Esse preço – seria ele mais caro do que pagar com a vida dos muitos inocentes falsamente incriminados por palavras de força e verdade da mídia?

O caso da escola Base continuou e as acusações de agressão de mais crianças também. O laudo do IML do primeiro menino, que indicava a possibilidade de ato libidinoso, acabou não deixando dúvidas para a família e oficiais, como o delegado Lemos que se mostrou tão a par de tudo que acontecia, mas que, na verdade, só prejudicou os acusados – estes seguiam reclusos e assistiam a escola ser vandalizada pela população descontente. O delegado planejava uma emboscada para dois dos casais envolvidos, Ayres e Cida e Paula e Maurício (professora e marido possível agressor das crianças) que haviam recebido voz de prisão, mas que não se tinha conhecimento de tal até poucos momentos antes do encontro com Lemos. O terceiro casal – Saulo e Mara, também funcionários – foram presos na mesma noite assim que saiu a voz de prisão.

Depois disso, dois fatos relevantes. Primeiro. O exame do IML não comprovava o ato libidinoso e – sim – dava possibilidades (a mãe da criança, depois, até confirmaria assaduras e problemas intestinais do filho); Segundo. A polícia envolvia outro inocente – um estrangeiro. Na contínua busca por provas, a polícia chegou à casa de Richard Pedicini, que cedia a piscina de sua casa para as crianças do bairro nadar. Como as vítimas do caso da escola Base se afeiçoaram a alguns objetos da casa, como um móbile de abelha, associou-se isso a um prévio conhecimento do local. E, mais uma vez, a imprensa e a polícia caíram no erro do julgamento precipitado e da informação não checada. O americano foi preso, porém libertado dias depois.

O que tinham feito os pais para tirarem todas as informações dos filhos? O que tinha feito a polícia e a imprensa? Tudo levava a questões de juízos de valor. As perguntas eram induzidas às respostas que queriam. Com isso, era claro que o desenvolver do caso levaria para o grotesco. A “escolinha do sexo”, “dos horrores”, as “tias que torturavam as crianças”, “a escola que pode ter drogado...”, os “monstros da Aclimação”, todas essas falas levaram a um só caminho – os sete acusados nunca mais teriam suas vidas de volta.

A falta absoluta de provas já era a prova maior de que uma informação desconexa no início causou o terrível mal entendido. A Escola de Educação Infantil Base não tinha como voltar a se reerguer e nem mesmo os que ali trabalhavam.

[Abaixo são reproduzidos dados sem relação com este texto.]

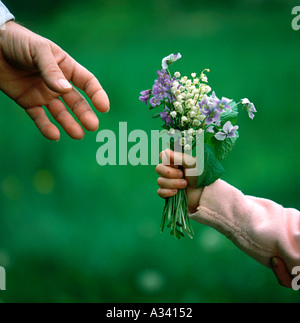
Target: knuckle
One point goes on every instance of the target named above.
(158, 168)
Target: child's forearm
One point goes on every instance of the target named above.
(259, 227)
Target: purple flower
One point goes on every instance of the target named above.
(249, 107)
(223, 104)
(220, 104)
(145, 96)
(169, 60)
(165, 117)
(155, 102)
(228, 131)
(161, 90)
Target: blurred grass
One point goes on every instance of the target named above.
(72, 231)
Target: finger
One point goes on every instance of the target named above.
(165, 193)
(87, 82)
(49, 130)
(64, 118)
(49, 69)
(281, 273)
(170, 157)
(80, 107)
(171, 183)
(168, 171)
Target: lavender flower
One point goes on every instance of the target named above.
(155, 102)
(228, 131)
(169, 60)
(249, 107)
(145, 96)
(165, 117)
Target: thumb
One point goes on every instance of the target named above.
(50, 71)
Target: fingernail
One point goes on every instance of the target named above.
(64, 84)
(183, 183)
(274, 262)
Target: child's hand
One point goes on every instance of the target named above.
(35, 72)
(172, 178)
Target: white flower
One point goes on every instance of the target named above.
(199, 131)
(206, 89)
(188, 83)
(179, 109)
(182, 141)
(246, 101)
(192, 114)
(183, 80)
(171, 131)
(187, 147)
(170, 60)
(204, 78)
(175, 84)
(191, 131)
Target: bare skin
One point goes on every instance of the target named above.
(36, 73)
(172, 179)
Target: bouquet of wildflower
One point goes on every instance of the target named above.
(185, 105)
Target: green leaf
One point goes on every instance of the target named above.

A imprensa pediu desculpas, notificou-se e assumiu a culpa, mas isso ainda foi pouco para reparar algo tão massacrado. Ambos os casos – da família Friedman e da escola Base – resumem-se à falta de responsabilidade ética com a informação. Foram atos desmedidos que a imprensa e as partes investigativas agiram pelo impulso de informar, ser rápido e justo em seu julgamento. Não era concebível que pessoas como Arnold e Jesse (da família Friedman) ou Ayres e os outros integrantes da Base ficassem impunes diante de atos tão vis.

Arnold Friedman até poderia pagar pela acusação de pedofilia, que não ia além, mas acabou sendo vítima da mesma cilada que deu fim à escola Base. O espetáculo para as duas terminou e as vidas dos que ficaram continuam marcadas pelos anos (87 e 94) que deram início ao fim de suas tranqüilidades.

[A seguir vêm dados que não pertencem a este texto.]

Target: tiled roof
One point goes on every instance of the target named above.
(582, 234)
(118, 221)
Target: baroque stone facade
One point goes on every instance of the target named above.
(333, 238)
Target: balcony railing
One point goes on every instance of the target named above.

As palavras, afinal, constroem a informação. A informação, entretanto, de palavras que não são verdadeiras, desconstrói aquilo que deveria ser real.

[1] MARTINS, Ana Luiza; DE LUCA, Tânia Regina. Organizadoras. História da Imprensa no Brasil. Editor Contexto, São Paulo, 2008.

Um comentário:

  1. Ao reler esse epsódio trágico, corroeu minha alma, e lembrando do filme Dúvida, vieram vários motivos por que devemos antes de afirmar qualquer coisa ter certeza. A notícia ruim sobressai aos comentários de sucessos?
    Quem alimenta as almas por novidades nos noticiários é o sangue jorrado?